Sandor Bata, 73, had bickered with his allotment neighbour, Mick Willson, 62, for months over their gardening rubbish. Bata accused Mr Willson of throwing his waste over the garden wall into his allotment.

Birmingham Crown Court was told that the trouble had come to a head on 11 August last year when Bata discovered the remains of a dead clematis lying on the soil he had tended for 15 years.

During the ensuing argument outside Mr Willson's home in Netherall, Leicester, Bata claimed that Mr Willson, 62, threatened to hit him with a piece of wood. Bata denied murder and said he had used his semi-automatic pistol, which was kept in his shed, in self defence.

After the shooting, Bata caught a bus into Leicester and had a pint in a city centre pub before calling the police from a telephone box and asking them to come and get him. He was still carrying the loaded pistol in a plastic bag when he used his walking stick to flag down two patrol cars on their way to arrest him.

Later he told police that Mr Willson, a former football referee and swimming coach, had attacked him like a "crazy man".

Bata showed no emotion yesterday as the jury found him guilty of murder after little more than an hour's deliberation.

The pensioner, who has arthritis and chronic lung disease and is confined to a wheelchair, listened with special amplifying equipment as Mr Justice Butterfield said: "You armed yourself with a deadly weapon and used it with deadly effect against a neighbour who had done no more than put cuttings in the wrong place.

"It was a dreadful tragedy and a terrible offence for which I have no option but to imprison you for life."

He said he would read reports on Hungarian-born Bata before deciding on the minimum sentence he should serve.

The court heard that Bata, who fought for Hungary in the Second World War, came to England after opposing the Soviet Union in the 1957 uprising.

In the 1980s he took one of the 98 allotments behind Mr Willson's home and Mr Willson rented the plot adjoining his own garden a few years later, thus making the two men neighbours.

Bata told the court they had had a number of disagreements about the allotment and Mr Willson's rubbish.

"I told him not to put it near my greenhouse but he continued to do so.

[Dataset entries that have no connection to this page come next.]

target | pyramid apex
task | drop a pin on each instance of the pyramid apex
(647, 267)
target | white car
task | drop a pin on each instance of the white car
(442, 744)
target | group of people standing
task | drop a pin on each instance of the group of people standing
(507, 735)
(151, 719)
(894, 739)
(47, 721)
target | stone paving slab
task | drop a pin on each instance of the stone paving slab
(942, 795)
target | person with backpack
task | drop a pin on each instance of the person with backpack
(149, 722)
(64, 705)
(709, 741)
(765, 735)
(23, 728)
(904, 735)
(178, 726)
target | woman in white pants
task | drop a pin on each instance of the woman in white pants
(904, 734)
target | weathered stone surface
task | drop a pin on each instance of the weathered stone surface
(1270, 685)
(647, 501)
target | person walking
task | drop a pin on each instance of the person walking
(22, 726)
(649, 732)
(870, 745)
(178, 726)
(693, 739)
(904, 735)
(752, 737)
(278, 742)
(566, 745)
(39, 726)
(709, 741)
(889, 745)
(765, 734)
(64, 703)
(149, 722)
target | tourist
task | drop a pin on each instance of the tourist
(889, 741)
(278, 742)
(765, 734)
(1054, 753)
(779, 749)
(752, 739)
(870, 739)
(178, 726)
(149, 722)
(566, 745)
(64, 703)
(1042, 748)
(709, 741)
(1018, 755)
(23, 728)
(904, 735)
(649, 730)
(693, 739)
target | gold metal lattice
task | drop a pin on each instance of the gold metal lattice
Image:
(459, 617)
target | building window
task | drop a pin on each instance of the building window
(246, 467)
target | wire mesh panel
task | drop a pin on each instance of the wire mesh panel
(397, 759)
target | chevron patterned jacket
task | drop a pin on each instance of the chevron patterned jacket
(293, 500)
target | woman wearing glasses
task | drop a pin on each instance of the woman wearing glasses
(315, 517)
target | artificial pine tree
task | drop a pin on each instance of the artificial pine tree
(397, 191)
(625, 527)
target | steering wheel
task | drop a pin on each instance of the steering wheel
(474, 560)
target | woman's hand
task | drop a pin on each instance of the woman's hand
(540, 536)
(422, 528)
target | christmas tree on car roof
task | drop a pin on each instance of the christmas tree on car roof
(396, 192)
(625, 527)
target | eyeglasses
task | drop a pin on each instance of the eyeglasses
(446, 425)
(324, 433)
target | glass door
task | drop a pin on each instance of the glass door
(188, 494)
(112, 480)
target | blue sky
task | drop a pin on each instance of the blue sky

He used to tell me I was in his country and I could not tell him what to do."

He said he had only wanted to injure Mr Willson by shooting him in the shoulder and "if he had not moved towards me the bullet would have gone clean through. He would have lived. But he did move and the bullet went in his neck."

The court was told Mr Willson died instantly from the single shot. He was found by his wife, Jacqueline, lying face down with blood on his back.

Confessing to having the gun illegally, Bata said he had never fired it before and did not know if it would work or not. He claimed it was there for safety reasons.